Concernant le futur de l’association, Babacar Sall souhaite la faire grandir en trouvant de nouveaux moyens financiers et humains. Même si celle-ci a déjà de nombreux partenaires comme Paris Basketball, Feed, Nivea en produits d’hygiène, Pa et Pille ou encore mais aussi des dons financiers de la Fondation Carrefour, de Buzzman, de CNP et de Bao Jobs par exemple, l’équipe souhaite en faire plus et s’étendre en province. Il ne s’agit pas de la seule association à s’attaquer aux problèmes de la précarité alimentaire.
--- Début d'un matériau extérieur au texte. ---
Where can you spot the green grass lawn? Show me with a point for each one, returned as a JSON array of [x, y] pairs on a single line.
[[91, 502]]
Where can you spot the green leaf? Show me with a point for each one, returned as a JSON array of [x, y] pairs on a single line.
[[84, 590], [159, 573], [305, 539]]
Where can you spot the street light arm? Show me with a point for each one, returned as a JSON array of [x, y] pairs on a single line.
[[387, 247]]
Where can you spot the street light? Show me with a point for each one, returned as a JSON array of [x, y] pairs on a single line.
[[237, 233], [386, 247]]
Nous pouvons en retrouver d’autres comme « L’Equipage Solidaire », « Cop’1 » ou encore « Linkee » par exemple. « Il est très important de dire que je ne suis pas tout seul à avoir créé l’association on est une équipe. Ici le collectif prime par rapport à l’individualité ».

« On a tous été étudiant, on connaît la difficulté de certains »
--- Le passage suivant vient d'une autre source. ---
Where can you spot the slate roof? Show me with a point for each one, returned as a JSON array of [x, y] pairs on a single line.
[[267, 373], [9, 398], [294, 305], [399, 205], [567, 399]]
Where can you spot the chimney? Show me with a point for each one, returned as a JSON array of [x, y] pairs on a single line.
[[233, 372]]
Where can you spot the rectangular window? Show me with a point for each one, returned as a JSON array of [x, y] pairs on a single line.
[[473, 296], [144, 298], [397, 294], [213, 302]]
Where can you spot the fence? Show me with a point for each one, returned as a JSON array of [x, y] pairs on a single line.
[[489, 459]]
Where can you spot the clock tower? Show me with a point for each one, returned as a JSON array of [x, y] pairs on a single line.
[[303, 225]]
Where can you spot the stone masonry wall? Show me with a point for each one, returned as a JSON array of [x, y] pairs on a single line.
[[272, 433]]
Malgré ce fort engouement associatif, la détresse étudiante n’est souvent pas entendue par la classe politique et n’est toujours pas considérée comme une priorité. Pour le président de l’association « On Remplit Le Frigo », la situation ne risque pas de s’arranger « aux vues de vu la conjoncture économique actuelle ». En effet, l’augmentation du prix des denrées alimentaires risque de faire augmenter sévèrement le nombre d’étudiants en précarité alimentaire. « Nous sommes dans une période où, après le Covid-19 et avec la crise en Ukraine, la situation est très compliquée, surtout que les salaires n’augmentent pas ». Il reste néanmoins rassurant, affirmant « que nous serons toujours là pour aider. On a tous été étudiant, on connaît la difficulté de certains ».